Pejabat MSF ungkap ke Al Jazeera, rumah sakit di Darfur Selatan ‘kewalahan’ oleh lonjakan kasus campak.
Keluarga-keluarga Sudan yang mengungsi di wilayah Darfur yang dilanda perang tengah menghadapi wabah campak berbahaya yang menyebar dengan cepat, demikian peringatan seorang pejabat Doctors Without Borders (MSF).
Dr. Ali Almohammed, manajer kesehatan darurat MSF, kepada Al Jazeera pada Senin menyatakan bahwa organisasinya “kewalahan” oleh kasus-kasus campak yang tiba setiap hari di Rumah Sakit Pendidikan Nyala, Darfur Selatan, tempat MSF memberikan layanan kesehatan ibu dan anak.
Artikel Rekomendasi
“Kami memiliki 25 tempat tidur [di] ruang isolasi untuk campak, tetapi setiap hari jumlah kasusnya meningkat,” kata Almohammed dalam sebuah wawancara dari Amsterdam.
“Kapasitas MSF untuk merespons semua kebutuhan masyarakat di Darfur sangat terbatas. Kami tidak dapat mencakup semuanya. Ya, kami berusaha fokus pada perawatan medis yang paling menyelamatkan nyawa, tetapi tetap saja, kapasitas kami juga terbatas,” ujarnya.
Wabah campak, virus yang dapat dicegah dengan vaksin, muncul bersamaan dengan eskalasi kekerasan antara militer Sudan dan kelompok paramiliter Rapid Support Forces (RSF) di wilayah barat Darfur dan daerah sekitarnya dalam beberapa pekan terakhir.
Lebih dari 100.000 orang telah mengungsi dari rumah mereka di el-Fasher, ibu kota Negara Bagian Darfur Utara, setelah RSF menguasai kota itu pada akhir Oktober lalu usai pengepungan selama 18 bulan.
PBB baru-baru ini memperingatkan bahwa Darfur telah menjadi “episentrum penderitaan manusia di dunia”, sementara PBB dan lembaga kemanusiaan lainnya menekankan bahwa warga sipil yang terjebak kekurangan obat-obatan, makanan, dan pasokan kritis lainya.
Lebih dari 1.300 Kasus Baru
Menurut MSF, lebih dari 1.300 kasus campak baru telah dilaporkan di Darfur sejak September.
Virus yang sangat menular ini menyebabkan demam tinggi, batuk, dan ruam.
Campak terutama berbahaya bagi anak di bawah usia lima tahun karena dapat menyebabkan komplikasi kesehatan serius, sebagaimana tercantum dalam lembar fakta dari Pusat Pengendalian dan Pencegahan Penyakit AS.

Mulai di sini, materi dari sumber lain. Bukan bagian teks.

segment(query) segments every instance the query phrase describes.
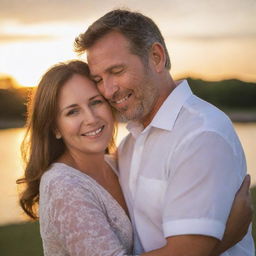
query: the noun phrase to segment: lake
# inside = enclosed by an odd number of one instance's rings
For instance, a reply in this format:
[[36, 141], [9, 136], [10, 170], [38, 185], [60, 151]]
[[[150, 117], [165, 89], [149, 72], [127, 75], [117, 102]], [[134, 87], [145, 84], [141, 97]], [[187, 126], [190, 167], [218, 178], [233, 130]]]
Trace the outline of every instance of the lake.
[[[256, 123], [235, 123], [235, 129], [244, 147], [252, 185], [256, 185]], [[121, 124], [117, 144], [126, 134], [125, 125]], [[25, 219], [18, 205], [15, 183], [23, 173], [20, 157], [23, 136], [23, 128], [0, 130], [0, 225]]]

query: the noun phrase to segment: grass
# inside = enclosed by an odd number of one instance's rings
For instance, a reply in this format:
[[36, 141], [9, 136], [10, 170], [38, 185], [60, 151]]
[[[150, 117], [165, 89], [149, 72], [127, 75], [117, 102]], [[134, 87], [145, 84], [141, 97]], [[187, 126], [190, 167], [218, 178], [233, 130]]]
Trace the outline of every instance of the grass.
[[[256, 244], [256, 186], [251, 189], [254, 205], [253, 237]], [[38, 222], [0, 227], [1, 256], [43, 256]]]

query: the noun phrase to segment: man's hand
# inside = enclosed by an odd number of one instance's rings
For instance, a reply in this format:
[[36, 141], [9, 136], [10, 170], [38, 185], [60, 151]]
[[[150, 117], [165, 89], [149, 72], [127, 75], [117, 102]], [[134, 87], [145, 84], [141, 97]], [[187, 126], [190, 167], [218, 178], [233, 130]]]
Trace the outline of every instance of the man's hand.
[[215, 248], [212, 256], [219, 255], [241, 241], [252, 221], [253, 209], [250, 196], [250, 175], [246, 175], [240, 189], [236, 193], [226, 230], [221, 243]]

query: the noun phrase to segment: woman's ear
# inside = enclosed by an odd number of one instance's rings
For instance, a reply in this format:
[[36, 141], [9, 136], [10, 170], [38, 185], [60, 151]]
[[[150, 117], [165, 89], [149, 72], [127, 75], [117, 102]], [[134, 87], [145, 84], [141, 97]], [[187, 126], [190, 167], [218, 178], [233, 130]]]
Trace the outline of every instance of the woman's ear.
[[57, 140], [61, 139], [61, 134], [58, 130], [55, 131], [55, 137]]
[[160, 43], [154, 43], [152, 45], [150, 51], [150, 59], [158, 73], [165, 69], [166, 55], [164, 48]]

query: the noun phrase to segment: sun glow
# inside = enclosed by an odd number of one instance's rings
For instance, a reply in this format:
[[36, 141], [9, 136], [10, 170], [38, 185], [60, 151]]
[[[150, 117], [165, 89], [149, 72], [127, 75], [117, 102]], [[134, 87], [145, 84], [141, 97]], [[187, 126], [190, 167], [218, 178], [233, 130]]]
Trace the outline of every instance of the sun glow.
[[36, 86], [50, 66], [78, 58], [73, 52], [78, 31], [76, 24], [5, 23], [0, 27], [6, 38], [0, 44], [0, 72], [14, 77], [20, 86]]

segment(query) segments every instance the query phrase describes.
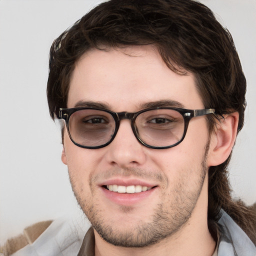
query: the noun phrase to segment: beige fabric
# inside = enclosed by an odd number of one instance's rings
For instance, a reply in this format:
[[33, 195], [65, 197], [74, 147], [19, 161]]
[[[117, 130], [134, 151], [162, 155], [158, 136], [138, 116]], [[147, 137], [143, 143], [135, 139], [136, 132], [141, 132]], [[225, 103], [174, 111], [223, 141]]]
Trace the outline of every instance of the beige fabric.
[[4, 256], [10, 256], [27, 244], [32, 244], [52, 222], [52, 220], [39, 222], [26, 228], [23, 234], [7, 240], [4, 246], [0, 248], [0, 252]]

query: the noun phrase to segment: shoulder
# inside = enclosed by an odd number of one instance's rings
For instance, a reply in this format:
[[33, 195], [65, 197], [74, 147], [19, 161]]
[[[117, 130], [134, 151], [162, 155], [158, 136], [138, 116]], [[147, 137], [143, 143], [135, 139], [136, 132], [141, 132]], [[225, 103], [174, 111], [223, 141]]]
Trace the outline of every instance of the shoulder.
[[25, 228], [23, 234], [9, 239], [1, 252], [4, 256], [77, 255], [90, 226], [84, 219], [38, 222]]
[[224, 252], [230, 252], [230, 256], [236, 252], [238, 256], [255, 256], [256, 247], [246, 234], [225, 212], [222, 210], [221, 214], [218, 222], [218, 254], [222, 255]]
[[0, 252], [4, 256], [9, 256], [28, 244], [32, 244], [50, 225], [52, 220], [36, 223], [24, 229], [23, 234], [8, 239]]

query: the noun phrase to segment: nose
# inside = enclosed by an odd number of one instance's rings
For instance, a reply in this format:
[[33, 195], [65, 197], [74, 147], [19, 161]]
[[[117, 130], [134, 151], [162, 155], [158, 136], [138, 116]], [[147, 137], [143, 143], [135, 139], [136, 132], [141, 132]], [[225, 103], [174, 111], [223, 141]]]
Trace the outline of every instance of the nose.
[[134, 135], [128, 120], [122, 120], [114, 140], [106, 147], [105, 154], [108, 164], [126, 168], [138, 167], [146, 160], [146, 148]]

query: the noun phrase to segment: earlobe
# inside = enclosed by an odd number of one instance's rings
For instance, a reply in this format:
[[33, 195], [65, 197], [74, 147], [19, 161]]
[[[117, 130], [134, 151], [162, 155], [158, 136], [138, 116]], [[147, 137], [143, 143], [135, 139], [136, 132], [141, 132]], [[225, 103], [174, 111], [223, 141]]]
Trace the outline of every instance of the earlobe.
[[66, 164], [66, 153], [65, 152], [65, 148], [64, 148], [64, 145], [63, 146], [63, 148], [62, 150], [62, 161], [64, 164]]
[[234, 112], [224, 116], [211, 136], [208, 166], [220, 164], [230, 156], [236, 137], [239, 114]]

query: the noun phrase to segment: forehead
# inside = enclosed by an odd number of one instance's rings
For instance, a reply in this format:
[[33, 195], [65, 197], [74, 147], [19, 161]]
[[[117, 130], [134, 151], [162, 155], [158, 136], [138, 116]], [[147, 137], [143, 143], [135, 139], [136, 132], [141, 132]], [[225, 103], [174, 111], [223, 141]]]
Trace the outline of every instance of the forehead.
[[131, 112], [148, 102], [173, 100], [185, 108], [202, 108], [194, 76], [187, 73], [170, 70], [152, 46], [91, 50], [76, 64], [68, 107], [92, 102]]

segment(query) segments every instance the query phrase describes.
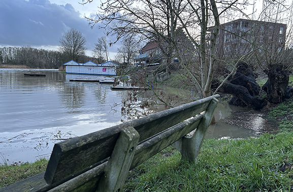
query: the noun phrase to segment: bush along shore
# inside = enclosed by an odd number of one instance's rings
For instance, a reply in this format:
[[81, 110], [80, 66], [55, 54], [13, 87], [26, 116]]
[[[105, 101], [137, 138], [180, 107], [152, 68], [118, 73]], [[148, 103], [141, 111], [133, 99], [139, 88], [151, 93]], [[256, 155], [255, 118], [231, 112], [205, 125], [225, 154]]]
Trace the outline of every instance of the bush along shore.
[[[293, 191], [293, 99], [270, 109], [280, 133], [205, 140], [196, 161], [169, 147], [129, 171], [124, 191]], [[47, 160], [4, 162], [0, 187], [44, 171]]]

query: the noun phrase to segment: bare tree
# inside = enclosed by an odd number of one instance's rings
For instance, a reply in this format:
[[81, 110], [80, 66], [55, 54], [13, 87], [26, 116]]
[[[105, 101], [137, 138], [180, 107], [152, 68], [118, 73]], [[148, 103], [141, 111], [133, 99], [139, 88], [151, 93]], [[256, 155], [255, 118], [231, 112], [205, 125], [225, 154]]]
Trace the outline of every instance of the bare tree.
[[107, 37], [101, 37], [97, 39], [97, 43], [95, 44], [93, 52], [99, 60], [104, 58], [106, 61], [109, 61], [109, 43]]
[[137, 55], [140, 48], [140, 44], [134, 38], [125, 39], [122, 46], [118, 48], [118, 53], [126, 65], [129, 66], [134, 62], [134, 57]]
[[60, 51], [68, 60], [77, 62], [85, 54], [86, 40], [82, 34], [74, 29], [71, 29], [60, 38]]
[[[108, 30], [108, 35], [116, 35], [117, 40], [137, 36], [142, 41], [157, 42], [167, 64], [175, 55], [180, 61], [184, 61], [184, 73], [190, 77], [201, 97], [211, 95], [220, 17], [227, 10], [239, 10], [238, 0], [106, 0], [101, 5], [97, 19], [88, 18], [91, 24], [102, 22], [104, 25], [100, 26]], [[185, 51], [180, 50], [177, 41], [180, 31], [197, 48], [198, 54], [194, 52], [193, 57], [199, 58], [200, 73], [182, 60]]]
[[95, 58], [98, 61], [98, 64], [105, 62], [106, 60], [104, 58], [103, 48], [101, 44], [94, 44], [94, 49], [92, 50], [92, 52], [93, 57]]

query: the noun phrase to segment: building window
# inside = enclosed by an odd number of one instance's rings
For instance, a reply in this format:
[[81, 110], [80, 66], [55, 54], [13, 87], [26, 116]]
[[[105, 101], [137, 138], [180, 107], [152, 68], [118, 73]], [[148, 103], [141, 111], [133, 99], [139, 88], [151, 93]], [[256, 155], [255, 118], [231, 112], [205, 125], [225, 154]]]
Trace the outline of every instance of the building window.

Pekan ini, MSF menyatakan bahwa meskipun hampir 179.000 anak Sudan telah divaksinasi terhadap penyakit tersebut selama enam bulan tahun lalu, jumlah itu hanyalah sebagian kecil dari 5 juta anak yang berisiko.
Organisasi itu mengatakan tidak dapat beroperasi di sebagian besar Darfur Utara, termasuk el-Fasher, atau di Darfur Timur akibat konflik yang sedang berlangsung.

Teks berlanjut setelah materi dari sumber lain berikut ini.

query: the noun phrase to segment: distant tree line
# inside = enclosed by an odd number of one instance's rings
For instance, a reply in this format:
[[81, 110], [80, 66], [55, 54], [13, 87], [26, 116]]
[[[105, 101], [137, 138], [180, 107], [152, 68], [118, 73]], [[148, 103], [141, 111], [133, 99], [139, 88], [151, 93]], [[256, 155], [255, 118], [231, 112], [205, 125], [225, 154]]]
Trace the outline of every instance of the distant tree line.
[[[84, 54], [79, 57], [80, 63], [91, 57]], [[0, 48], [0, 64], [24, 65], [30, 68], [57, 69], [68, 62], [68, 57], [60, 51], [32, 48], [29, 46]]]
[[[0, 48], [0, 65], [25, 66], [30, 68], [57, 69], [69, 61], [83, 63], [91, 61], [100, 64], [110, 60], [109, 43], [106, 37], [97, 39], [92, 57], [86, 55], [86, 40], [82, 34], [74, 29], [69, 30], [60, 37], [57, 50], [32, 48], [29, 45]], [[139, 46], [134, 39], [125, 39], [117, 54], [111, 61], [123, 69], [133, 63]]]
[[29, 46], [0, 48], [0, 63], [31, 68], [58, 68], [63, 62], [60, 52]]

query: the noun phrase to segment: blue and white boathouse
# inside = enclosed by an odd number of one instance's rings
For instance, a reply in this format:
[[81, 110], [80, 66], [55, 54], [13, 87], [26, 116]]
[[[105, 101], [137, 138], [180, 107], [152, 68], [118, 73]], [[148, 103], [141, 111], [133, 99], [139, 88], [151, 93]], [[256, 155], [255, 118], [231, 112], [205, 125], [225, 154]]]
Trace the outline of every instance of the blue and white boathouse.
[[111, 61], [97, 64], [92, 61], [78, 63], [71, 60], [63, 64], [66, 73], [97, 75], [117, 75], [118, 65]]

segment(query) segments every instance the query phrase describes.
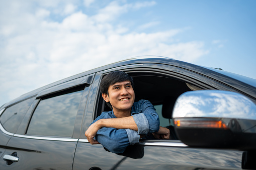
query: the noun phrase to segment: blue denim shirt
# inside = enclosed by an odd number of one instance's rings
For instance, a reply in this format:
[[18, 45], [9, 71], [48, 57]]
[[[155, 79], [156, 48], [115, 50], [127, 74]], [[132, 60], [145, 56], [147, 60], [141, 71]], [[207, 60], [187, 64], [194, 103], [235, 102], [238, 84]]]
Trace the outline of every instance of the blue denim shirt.
[[[148, 100], [140, 100], [133, 103], [131, 116], [133, 117], [138, 126], [138, 131], [104, 127], [98, 131], [95, 139], [112, 152], [122, 153], [127, 146], [139, 142], [139, 134], [147, 134], [159, 130], [158, 115]], [[91, 124], [99, 119], [115, 118], [117, 117], [113, 110], [103, 112]]]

Almohammed juga memperingatkan bahwa penyakit-penyakit lain yang dapat dicegah, seperti difteri dan batuk rejan, kini mulai muncul di Darfur dengan jumlah vaksin yang tiba hanyalah “setetes air di lautan” dari yang dibutuhkan.
Menurut MSF, pengiriman vaksin sulit dilakukan karena kekerasan yang berlanjut serta “hambatan administrasi dan birokrasi yang signifikan”.
“Kami mendesak otoritas untuk segera menghilangkan semua hambatan birokrasi dan administratif untuk mengangkut vaksin ke seluruh Darfur,” bunyi pernyataan organisasi tersebut.
“Di saat yang sama, harus ada urgensi yang lebih besar dari UNICEF untuk mengoordinasikan upaya meningkatkan transportasi dan pengiriman vaksin, jarum suntik, serta perlengkapan yang diperlukan.”
Serangan terhadap Layanan Kesehatan
Sementara itu, serangan terhadap fasilitas kesehatan di Sudan telah memperburuk keadaan bagi warga sipil dan tenaga medis.
Pada Sabtu, Sudan Doctors Network melaporkan bahwa RSF membebaskan sembilan pekerja medis dari penahanan di Nyala, Darfur Selatan, dari total 73 pekerja kesehatan yang ditahan oleh kelompok paramiliter tersebut.
Jaringan itu menyambut baik langkah tersebut sebagai tindakan “positif” namun menyerukan pelepasan semua tahanan yang masih ditahan.